Buck tartamudeó un poco y luego dijo que claro, que Ken tenía razón.
—Tú lo has dicho, Ken, eso es exactamente lo que haré.
—¿Qué harás? ¡Dilo, así te mueras!
—Pi... —Buck volvió a tragar saliva—, picotear la mierda de los caballos con los pájaros.
—Mierda caliente, de la que humea. ¿Estamos? ¿Estamos?
—Sí —murmuró Buck—. Tienes toda la razón del mundo, Ken. Yo... admito que no hay nada menos apetitoso que la mierda de caballo fría.
—Venga, de acuerdo, ya está —dijo Ken dejándole en paz y volviéndose hacia mí—. Nick, supongo que no has venido hasta aquí para oírme discutir con el imbécil de Buck. Sospecho que tienes un montón de problemas.
—Pues sí, mira, tienes razón, Ken, ¡vaya si la tienes! Así es.
—Has venido a pedirme consejo, ¿no? No eres como esos sabihondos que creen que tienen respuestas para todo.
—No, y por supuesto que quiero tu consejo, Ken.
—Bueno, bueno —asintió—. Pues adelante, Nick.

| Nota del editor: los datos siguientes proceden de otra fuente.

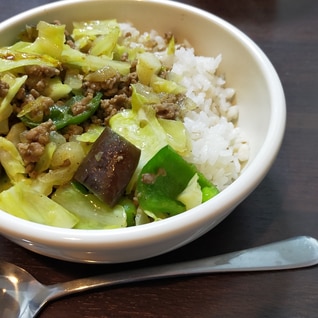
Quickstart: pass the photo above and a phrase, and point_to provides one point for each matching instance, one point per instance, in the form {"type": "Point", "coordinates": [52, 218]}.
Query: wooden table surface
{"type": "Point", "coordinates": [284, 205]}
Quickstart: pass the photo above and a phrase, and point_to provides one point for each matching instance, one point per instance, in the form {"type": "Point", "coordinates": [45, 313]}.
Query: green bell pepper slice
{"type": "Point", "coordinates": [164, 177]}
{"type": "Point", "coordinates": [62, 116]}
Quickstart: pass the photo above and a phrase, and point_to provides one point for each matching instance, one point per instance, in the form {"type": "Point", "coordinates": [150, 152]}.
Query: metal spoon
{"type": "Point", "coordinates": [21, 295]}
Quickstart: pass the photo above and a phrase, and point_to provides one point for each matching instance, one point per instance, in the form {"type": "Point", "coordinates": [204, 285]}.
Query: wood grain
{"type": "Point", "coordinates": [285, 204]}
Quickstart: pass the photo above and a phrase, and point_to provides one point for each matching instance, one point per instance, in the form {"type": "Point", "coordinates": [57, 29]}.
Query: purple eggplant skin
{"type": "Point", "coordinates": [108, 167]}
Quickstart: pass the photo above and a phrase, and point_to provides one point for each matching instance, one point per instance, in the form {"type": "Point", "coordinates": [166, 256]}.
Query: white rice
{"type": "Point", "coordinates": [218, 147]}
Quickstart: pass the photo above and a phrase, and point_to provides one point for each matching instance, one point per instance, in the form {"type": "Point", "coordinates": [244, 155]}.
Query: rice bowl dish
{"type": "Point", "coordinates": [234, 137]}
{"type": "Point", "coordinates": [151, 91]}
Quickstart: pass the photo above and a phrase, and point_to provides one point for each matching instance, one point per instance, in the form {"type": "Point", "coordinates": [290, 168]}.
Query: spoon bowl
{"type": "Point", "coordinates": [21, 295]}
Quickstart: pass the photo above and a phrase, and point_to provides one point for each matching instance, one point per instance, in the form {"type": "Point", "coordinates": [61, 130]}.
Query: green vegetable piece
{"type": "Point", "coordinates": [163, 179]}
{"type": "Point", "coordinates": [108, 167]}
{"type": "Point", "coordinates": [62, 116]}
{"type": "Point", "coordinates": [130, 210]}
{"type": "Point", "coordinates": [91, 212]}
{"type": "Point", "coordinates": [24, 202]}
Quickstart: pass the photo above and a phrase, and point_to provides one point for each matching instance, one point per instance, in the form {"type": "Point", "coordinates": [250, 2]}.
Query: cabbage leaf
{"type": "Point", "coordinates": [24, 202]}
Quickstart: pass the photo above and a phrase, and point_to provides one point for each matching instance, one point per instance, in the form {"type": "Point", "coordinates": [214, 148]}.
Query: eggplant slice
{"type": "Point", "coordinates": [108, 167]}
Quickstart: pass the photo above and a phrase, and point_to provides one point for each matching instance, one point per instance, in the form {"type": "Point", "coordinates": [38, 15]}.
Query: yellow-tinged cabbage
{"type": "Point", "coordinates": [46, 158]}
{"type": "Point", "coordinates": [50, 40]}
{"type": "Point", "coordinates": [12, 60]}
{"type": "Point", "coordinates": [11, 160]}
{"type": "Point", "coordinates": [191, 196]}
{"type": "Point", "coordinates": [15, 132]}
{"type": "Point", "coordinates": [105, 44]}
{"type": "Point", "coordinates": [176, 135]}
{"type": "Point", "coordinates": [160, 84]}
{"type": "Point", "coordinates": [91, 63]}
{"type": "Point", "coordinates": [90, 211]}
{"type": "Point", "coordinates": [56, 89]}
{"type": "Point", "coordinates": [24, 202]}
{"type": "Point", "coordinates": [142, 128]}
{"type": "Point", "coordinates": [63, 164]}
{"type": "Point", "coordinates": [147, 66]}
{"type": "Point", "coordinates": [15, 84]}
{"type": "Point", "coordinates": [86, 32]}
{"type": "Point", "coordinates": [91, 135]}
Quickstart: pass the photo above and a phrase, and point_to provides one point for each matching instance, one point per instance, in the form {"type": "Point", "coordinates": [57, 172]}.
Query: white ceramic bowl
{"type": "Point", "coordinates": [262, 116]}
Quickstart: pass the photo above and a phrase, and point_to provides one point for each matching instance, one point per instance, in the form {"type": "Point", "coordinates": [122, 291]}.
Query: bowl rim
{"type": "Point", "coordinates": [273, 140]}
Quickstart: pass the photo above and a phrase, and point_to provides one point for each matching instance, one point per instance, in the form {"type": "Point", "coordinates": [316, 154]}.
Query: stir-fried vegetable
{"type": "Point", "coordinates": [168, 185]}
{"type": "Point", "coordinates": [83, 141]}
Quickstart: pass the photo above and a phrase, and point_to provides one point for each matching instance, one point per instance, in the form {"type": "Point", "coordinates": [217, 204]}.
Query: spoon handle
{"type": "Point", "coordinates": [297, 252]}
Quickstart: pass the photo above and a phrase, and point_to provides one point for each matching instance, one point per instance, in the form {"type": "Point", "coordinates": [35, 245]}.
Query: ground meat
{"type": "Point", "coordinates": [115, 85]}
{"type": "Point", "coordinates": [4, 89]}
{"type": "Point", "coordinates": [72, 130]}
{"type": "Point", "coordinates": [81, 106]}
{"type": "Point", "coordinates": [168, 108]}
{"type": "Point", "coordinates": [38, 77]}
{"type": "Point", "coordinates": [40, 71]}
{"type": "Point", "coordinates": [33, 142]}
{"type": "Point", "coordinates": [110, 107]}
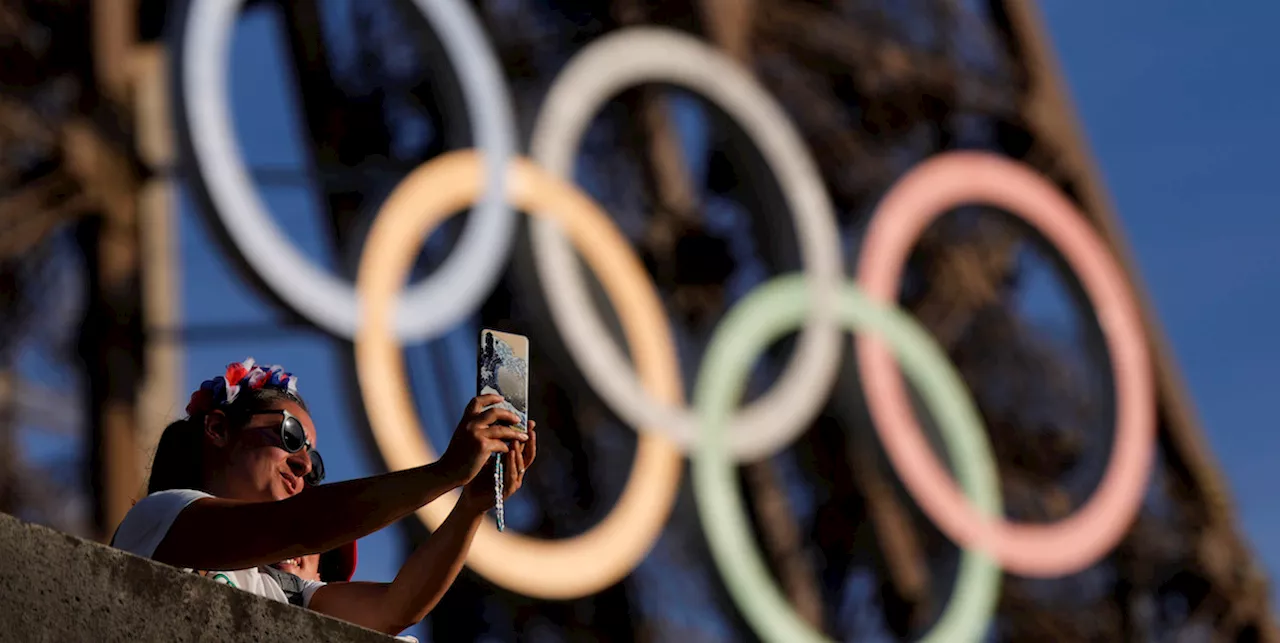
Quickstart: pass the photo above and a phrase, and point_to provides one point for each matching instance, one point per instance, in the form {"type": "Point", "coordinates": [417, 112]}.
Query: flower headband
{"type": "Point", "coordinates": [246, 374]}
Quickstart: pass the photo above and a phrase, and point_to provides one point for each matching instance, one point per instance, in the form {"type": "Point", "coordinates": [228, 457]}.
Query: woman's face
{"type": "Point", "coordinates": [257, 468]}
{"type": "Point", "coordinates": [306, 568]}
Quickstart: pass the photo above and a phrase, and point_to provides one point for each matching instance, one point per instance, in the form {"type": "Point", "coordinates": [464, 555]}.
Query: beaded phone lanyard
{"type": "Point", "coordinates": [497, 491]}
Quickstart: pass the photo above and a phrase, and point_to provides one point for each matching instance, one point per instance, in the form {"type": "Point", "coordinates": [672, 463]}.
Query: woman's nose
{"type": "Point", "coordinates": [300, 463]}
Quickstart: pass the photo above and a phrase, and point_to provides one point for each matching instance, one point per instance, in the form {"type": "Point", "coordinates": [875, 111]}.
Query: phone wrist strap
{"type": "Point", "coordinates": [497, 491]}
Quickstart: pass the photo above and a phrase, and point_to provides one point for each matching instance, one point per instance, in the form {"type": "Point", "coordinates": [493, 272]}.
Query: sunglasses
{"type": "Point", "coordinates": [292, 438]}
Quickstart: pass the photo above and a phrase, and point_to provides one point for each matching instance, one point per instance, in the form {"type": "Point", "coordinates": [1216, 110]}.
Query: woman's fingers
{"type": "Point", "coordinates": [519, 456]}
{"type": "Point", "coordinates": [497, 415]}
{"type": "Point", "coordinates": [502, 432]}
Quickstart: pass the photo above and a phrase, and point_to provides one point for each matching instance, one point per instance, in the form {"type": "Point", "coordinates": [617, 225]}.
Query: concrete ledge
{"type": "Point", "coordinates": [59, 588]}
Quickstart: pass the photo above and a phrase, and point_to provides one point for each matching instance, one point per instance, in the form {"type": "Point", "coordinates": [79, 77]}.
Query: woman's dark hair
{"type": "Point", "coordinates": [179, 460]}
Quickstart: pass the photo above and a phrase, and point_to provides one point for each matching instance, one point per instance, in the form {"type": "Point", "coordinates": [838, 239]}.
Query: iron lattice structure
{"type": "Point", "coordinates": [874, 87]}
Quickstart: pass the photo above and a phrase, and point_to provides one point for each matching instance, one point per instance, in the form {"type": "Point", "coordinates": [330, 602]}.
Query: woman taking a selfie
{"type": "Point", "coordinates": [225, 498]}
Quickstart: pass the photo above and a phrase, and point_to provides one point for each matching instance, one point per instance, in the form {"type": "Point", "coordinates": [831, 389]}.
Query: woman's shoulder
{"type": "Point", "coordinates": [149, 520]}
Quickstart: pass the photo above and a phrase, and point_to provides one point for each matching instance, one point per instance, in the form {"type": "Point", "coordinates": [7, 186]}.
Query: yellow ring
{"type": "Point", "coordinates": [433, 192]}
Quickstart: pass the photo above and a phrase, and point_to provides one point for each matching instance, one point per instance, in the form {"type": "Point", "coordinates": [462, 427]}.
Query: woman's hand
{"type": "Point", "coordinates": [480, 433]}
{"type": "Point", "coordinates": [478, 495]}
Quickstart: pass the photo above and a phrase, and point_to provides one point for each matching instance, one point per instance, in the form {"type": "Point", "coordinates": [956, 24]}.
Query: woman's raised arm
{"type": "Point", "coordinates": [228, 534]}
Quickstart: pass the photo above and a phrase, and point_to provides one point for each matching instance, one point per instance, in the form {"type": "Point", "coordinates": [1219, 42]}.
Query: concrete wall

—Verás, tengo tal lío en la cabeza que me va a reventar. Como apenas puedo comer y dormir, estoy que no me tengo. Me he puesto a analizarlo y a estudiarlo, y he empezado a pensar y a pensar, hasta que he llegado a una conclusión.
—¿Y bien?
—Que no sé qué hacer —dije.
—Ya. Bueno, mira, sin prisas. Buck y yo tenemos mucho trabajo, pero siempre podemos hacer un hueco para escuchar a un amigo. ¿No, Buck?
—Es verdad. Tienes toda la razón del mundo, Ken. Como siempre.
—Así que tómate tu tiempo y cuéntanoslo, Nick —dijo Ken—. Siempre dejo a un lado todas mis preocupaciones cuando tengo a un amigo en apuros.
Dudé en hablarle de Myra y su hermano, el cretino, porque así, de repente, me pareció demasiado íntimo. Quiero decir que no se va a discutir así como así de la propia mujer con otro tipo, aunque sea un buen amigo como Ken. Además, aunque se lo contara, ¿qué hostias podía hacer él?
Consideré que lo mejor era aparcar el tema e ir directo al otro lío gordo que tenía. Suponía que él podría afrontarlo con facilidad. Es más: puesto que ya habíamos recuperado un poco de camaradería y había visto cómo se las tenía con Buck, sabía que era el hombre adecuado para plantarle cara a la situación.